# Stat-Teaser September 2017

September 2017

## Mixture Designs—What Good Are They Anyway?

Two-level factorial designs and response surface designs are generally the “go-to” DOE choice for solving problems. They are effective tools for identifying the relationships between independent process factors. Discussion comes about when the variables are components of a mixture. What type of design is useful when these variables are no longer independent, but their proportions relative to each other and to the total product, are important? Mixture designs are specially formulated to account for these dependencies.

What makes a mixture?

1. The factors are ingredients of a mixture.
2. The response is a function of proportions, not amounts.

"Given these two conditions, fixing the total (an equality constraint) facilitates modeling of the response as a function of component proportions.”
—Pat Whitcomb, Stat-Ease Founder

Pat suggests that formulators ask themselves an easy question: “If I double everything, will I get a different result?” If the answer is no, such as it would be for a sip of sangria from a glass versus a carafe, for example (strictly for the purpose of tasting!), then mixture design will be the best approach to experimentation.

Why doesn’t factorial design work for mixtures? Consider this scenario: we are going to set up a lemonade stand and run a factorial design on the amount of lemon juice and the amount of sugar water. If a two-level factorial design is used, then one factor is the amount of lemon juice—1 lemon or 2 lemons. The second factor is the amount of sugar/water—1 cup or 2 cups. The response will be the taste.

Taste corner #1 (1 lemon + 1 cup sugar water). Cool and refreshing.

Taste corner #2 (1 lemons + 2 cups sugar water). It has a weaker lemon flavor.

Taste corner #3 (2 lemons + 1 cup sugar water). It has a stronger lemon flavor.

Taste corner #4 (2 lemons + 2 cups sugar water). This is the interaction corner, where great things happen in factorial designs! In this case, the product in corner #4 is identical to corner #1, but there is twice as much volume!

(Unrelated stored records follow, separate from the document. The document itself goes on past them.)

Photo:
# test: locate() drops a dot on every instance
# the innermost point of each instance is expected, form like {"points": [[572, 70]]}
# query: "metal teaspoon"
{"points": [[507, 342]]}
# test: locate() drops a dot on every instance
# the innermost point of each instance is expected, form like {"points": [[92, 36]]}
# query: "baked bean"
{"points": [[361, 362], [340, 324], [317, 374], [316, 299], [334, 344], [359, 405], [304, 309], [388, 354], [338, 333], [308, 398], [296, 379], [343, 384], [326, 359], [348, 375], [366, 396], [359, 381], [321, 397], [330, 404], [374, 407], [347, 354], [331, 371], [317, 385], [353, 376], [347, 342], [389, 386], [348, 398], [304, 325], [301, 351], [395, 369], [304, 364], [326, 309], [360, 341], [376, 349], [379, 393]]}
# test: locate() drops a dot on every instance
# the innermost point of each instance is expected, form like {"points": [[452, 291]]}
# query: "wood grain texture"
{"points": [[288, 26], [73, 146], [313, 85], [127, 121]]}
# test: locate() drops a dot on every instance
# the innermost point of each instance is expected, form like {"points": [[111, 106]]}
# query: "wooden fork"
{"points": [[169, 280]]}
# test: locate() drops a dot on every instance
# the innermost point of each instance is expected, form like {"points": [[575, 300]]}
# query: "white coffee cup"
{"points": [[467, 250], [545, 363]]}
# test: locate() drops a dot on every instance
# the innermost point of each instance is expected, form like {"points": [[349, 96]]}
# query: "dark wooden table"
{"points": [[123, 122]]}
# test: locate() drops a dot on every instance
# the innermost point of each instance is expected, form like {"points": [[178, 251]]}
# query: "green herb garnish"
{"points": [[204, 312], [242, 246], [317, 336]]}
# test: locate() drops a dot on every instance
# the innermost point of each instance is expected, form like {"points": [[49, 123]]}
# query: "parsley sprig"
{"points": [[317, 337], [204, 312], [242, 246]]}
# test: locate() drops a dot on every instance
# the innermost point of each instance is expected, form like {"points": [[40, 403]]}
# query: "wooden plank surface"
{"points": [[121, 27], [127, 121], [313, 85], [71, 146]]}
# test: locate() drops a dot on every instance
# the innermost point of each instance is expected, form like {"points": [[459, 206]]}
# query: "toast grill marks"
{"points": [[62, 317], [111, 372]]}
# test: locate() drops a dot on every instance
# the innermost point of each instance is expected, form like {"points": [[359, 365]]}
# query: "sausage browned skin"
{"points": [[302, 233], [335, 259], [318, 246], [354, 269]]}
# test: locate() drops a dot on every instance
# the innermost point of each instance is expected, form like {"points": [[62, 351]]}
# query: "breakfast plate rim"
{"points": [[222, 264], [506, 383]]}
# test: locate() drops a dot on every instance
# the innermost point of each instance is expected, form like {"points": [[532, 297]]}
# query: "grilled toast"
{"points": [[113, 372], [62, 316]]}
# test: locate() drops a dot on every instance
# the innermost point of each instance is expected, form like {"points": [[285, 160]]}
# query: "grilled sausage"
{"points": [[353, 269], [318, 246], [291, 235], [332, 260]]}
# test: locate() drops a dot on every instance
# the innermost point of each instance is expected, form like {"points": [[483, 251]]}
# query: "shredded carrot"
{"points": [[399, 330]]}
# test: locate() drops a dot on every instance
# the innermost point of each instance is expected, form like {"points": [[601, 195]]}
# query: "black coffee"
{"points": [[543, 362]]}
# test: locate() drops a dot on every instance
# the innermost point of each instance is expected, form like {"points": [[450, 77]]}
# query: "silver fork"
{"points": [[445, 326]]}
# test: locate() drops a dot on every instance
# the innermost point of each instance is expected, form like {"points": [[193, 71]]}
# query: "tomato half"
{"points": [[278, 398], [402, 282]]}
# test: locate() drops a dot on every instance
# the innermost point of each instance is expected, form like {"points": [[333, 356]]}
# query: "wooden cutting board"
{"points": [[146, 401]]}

This illustration highlights the primary difference with mixture designs—the response is a function of the proportions of the components. There is a built-in dependency in the system that completely foils the standard two-level factorial and response surface designs. Mixture designs take into account the dependency between the components by using triangular (simplex) designs, and special polynomials called Scheffe’ polynomials. More details on these special polynomials can be found in A Primer on Mixture Design: What’s In It for Formulators? by Mark Anderson, Principal of Stat-Ease. It establishes the WIIFM (what’s in it for me) that will encourage formulators to work through the heavier aspects of mixture design, response modeling, statistical analysis and numerical optimization.

Mark and his co-authors Pat Whitcomb and Martin Bezener are working on a new book entitled Formulation Simplified. This follow-up to the DOE Simplilfied and RSM Simplified books will show formulators how to handle many ingredients simultaneously—not just one factor at a time (OFAT). They will learn how to take advantage of the modern-day parallel processing schemes of mixture designs that provide multicomponent testing. Look for this book later in 2018.

Why don’t scientists use mixture designs?

Argument: I want to use an orthogonal design.

Answer: Think of the lemonade example: The factors (sugar water and lemon juice) aren’t orthogonal; unidentified linear combinations of them are. Collinearity is hidden rather than addressed when mixture components are put into a process design.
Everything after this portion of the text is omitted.